Within seconds there was the sigh of well-oiled machinery.
Lang made a brief call on the cell phone: “There’s a home invasion in progress at 472 Lafayette Circle, three-oh-three-oh-nine. No ma’m, I don’t have time to repeat.”
He hung up, doubting the call would achieve anything beyond providing clean up for what could very easily become a messy situation.
Plus, if there was any question he had summoned the authorities, both his and the police’s recording systems would resolve it. He had no time to ponder the absurdity of having an emergency response operator who had trouble with simple, expletive English as this one had.
Instead, he positioned himself in front of the door, listening for Gurt’s signal. The whir of the lock pick had stopped. There may not be time to wait.To lower the chances of being seen, Gurt duck-walked down the three steps from the kitchen before sprawling out on the walk from the drive. The day’s warmth had leached from the clay bricks, now hard and cold through the flimsy cotton of the shirt in which she slept. Tonight, it might be her shroud.
She smiled as she thought of the assemblage of curious neighbors and police, staring at the near nude body of a woman wearing only a man’s shirt and holding a military issue rifle in dead hands. The possibilities of speculation among onlookers was endless.
She rarely stopped to consider the reason such irrelevant and macabre thoughts spooled through her head in potentially deadly situations. When she did, she supposed it was some mental quirk, a natural response to pressure, a tension-relieving device.
She could ponder that later. At the moment, she concentrated on sweeping the back yard with the eerie green halo of the night scope. Trees, the dark pit of the swimming pool, furniture grouped around the grill like some herd of wild animals around a watering hole. All dark shapes with fuzzy edges.
Movement caught her attention. The blob of action took on the form of a human being, a man carrying the weapon she had noted earlier. Either he was unsure of himself or he thought his presence might have been detected. He moved quickly from tree to bush, taking advantage of such cover as existed with a certainty that suggested he was wearing night vision glasses.

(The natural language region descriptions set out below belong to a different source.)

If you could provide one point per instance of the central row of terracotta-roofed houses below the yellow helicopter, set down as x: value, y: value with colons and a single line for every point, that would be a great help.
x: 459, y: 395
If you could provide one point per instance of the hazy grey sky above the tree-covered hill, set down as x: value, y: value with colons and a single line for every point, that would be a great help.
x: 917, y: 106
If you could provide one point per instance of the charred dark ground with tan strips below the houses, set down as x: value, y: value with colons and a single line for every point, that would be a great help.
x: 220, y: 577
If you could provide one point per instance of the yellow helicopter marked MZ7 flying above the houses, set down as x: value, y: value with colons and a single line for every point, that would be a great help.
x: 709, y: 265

Gurt’s finger tightened around the trigger and she began that sequence of regular breathing that is taught a marksman the first time he (or she) picks up a rifle.
Careful! This is not shooting on a dirt backed range. You are about to send a 5.56 mm missile moving at 3900 feet per second for over nearly a mile in an intensely populated area. Be sure to line your shot up with a sure backstop. Shooting one of your neighbors in his bed would be very bad form.
She had to suppress a nervous chuckle at her own wit.
There it was! The figure paused in front of a massive red oak. No doubt he planned on the tree breaking his silhouette should anyone be watching. Unfortunately for him, trees exuded very little body heat, not enough to even blur his image in the scope.
Particularly the head. A head shot would pretty well end it.
Breathe in, breathe out, breath in . . . hold it.
The crack of the rifle split the silence of the night like an ax splitting a log.
The figure in the scope spun, flinging his weapon away as though repudiating such earthly things, before he slumped forward to slip to the ground.
The front of the house was quiet. As far as Lang knew, the electric lock pick had done its job. The door was unlocked but still closed.
If so, what was its operator waiting for? Perhaps a signal that would initiate a full attack?
The sudden rifle shot from behind the house had given him pause. It was Lang’s signal to act.
The shotgun in his right hand, he used his left to turn the door knob. As it clicked, he snatched the door open, simultaneously bringing his weapon to bear.
The figure in front of him could have been in Halloween costume: full Ninja black, including Balaclava. There was nothing costume about the AK 47 the man held.